Sir David Hare by Paula Rego

Sir David Hare by Paula Rego. National Portrait Gallery, Britain. [Image: vertical full-body painting of a middle aged white man sitting in a wingback chair that is completely draped in stiff black or charcoal grey material, possibly satin, which continues to the ground under his feet like a carpet. Behind him on his right is a sheep or possibly gibbon, about three feet tall, wearing a black business suit and holding a shephard's crook, peering around the chair at the man or the viewer. On his right a crow or raven stands on the ground facing the viewer and a white thing-- a wad of sheep's fleece possibly?-- is on the ground behind it.

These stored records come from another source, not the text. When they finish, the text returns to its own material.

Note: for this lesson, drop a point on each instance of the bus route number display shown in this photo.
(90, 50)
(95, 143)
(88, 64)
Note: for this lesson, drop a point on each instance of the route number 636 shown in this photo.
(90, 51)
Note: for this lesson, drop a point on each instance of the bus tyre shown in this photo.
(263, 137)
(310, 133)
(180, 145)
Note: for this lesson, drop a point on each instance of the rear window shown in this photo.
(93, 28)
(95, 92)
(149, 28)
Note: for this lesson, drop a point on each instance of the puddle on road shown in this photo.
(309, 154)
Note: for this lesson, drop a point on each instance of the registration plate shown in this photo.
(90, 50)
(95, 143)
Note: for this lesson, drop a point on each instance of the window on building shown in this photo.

The bottom half of the background is babyshit brown and the top half is pale peachy orange, with the contrasting grey-blue underpainting showing through between brushstrokes. The man wears black patent loafers, dark blue jeans, and a black sweater over a white button-down shirt. He appears to recline in exhaustion or grief, his right hand over his heart or chest with his thumb hooked into the "v" of his collar, and his left hand in a tentative loose half-fist hanging over the arm of the chair. His head lolls back and to his right, his eyes cast down and to the right as if he is lost in his own thoughts. The chair drapery creates a tall triangle from the bottom of the page to the top. Though the background brushstrokes are loose and abstracted the chair and figure-- particularly face and hands-- is composed of thick and sculptural, but tight and realistic brushstrokes. Overall the paint is thick up to the edge of the canvas and descriptive of sculptural form.]